Jas, fantastic as always, lots to comb through, but I think I'm going to wait until reading what you have to say in part two before I give my 1.3 cents. 8-)
# Supernarttu 2010-03-02 13:31
Hi Jas. This is great, I love it when you go all metameta on the Winchesters :-)

A fascinating piece and I agree whole heartedly with everything you say (well, except the Playthings part, I don't think he had a vision either but and interesting possibility nevertheless).

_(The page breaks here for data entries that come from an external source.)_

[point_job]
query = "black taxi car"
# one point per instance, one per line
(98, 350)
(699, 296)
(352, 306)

Sams story has been a real tragic one. The boy just doesn't seem to get a break. Everything he has slips through his fingers, and everyone he loves gets taken from him, often quite brutally. There seems to be no way to win. That empathy he had was turned against him when he refused to kill Jake and all that got him was a knife in the back and Dean condemning himself to hell. Boy, talk about tragedy. And then he turns to that dark side, throws his humanity away 'cause what's the point right? And yet, after everything, he still isn't all gone. He is still Sam, underneath all that pain and suffering. There is reason for hope, he said, and as long as he believes that, I have faith in him and Dean.

Thanks for this. Looking forward to part 2.
# Jasminka 2010-03-06 17:25
Pete, Kalixa, Randal, Dany, and Supernarttu, thank you for commenting, guys!

Pete, Randal – honoured. Thanks.

Kalixa and Supernarttu, you’re right, ladies, how could that escape my analytic mind? I always thought Sam to have had a vision in Playthings, it seemed so organic to me, but I did not think about the exclusive connections of his visions. Thanks for pointing that out to me. I stand corrected.

Sam is indeed the ultimate tragic hero, I guess. Well, for me he is…

Dany, sure you make sense, dear. Getting Sam believe he was addicted to the blood was a neat trick, eh? Just you wait, demons…

:-), Jas
# AndreaW 2010-03-11 16:13
Jas, thank you so much for this review. Sam is not as popular with fandom as Dean, who was always seen as the hero of the story (which he is, but not the only one). Sam has been my favorite brother from the beginning. In my opinion, the character is so fascinating precisely because of his ambiguity and complexity. And definitely yes, he's a tragic hero.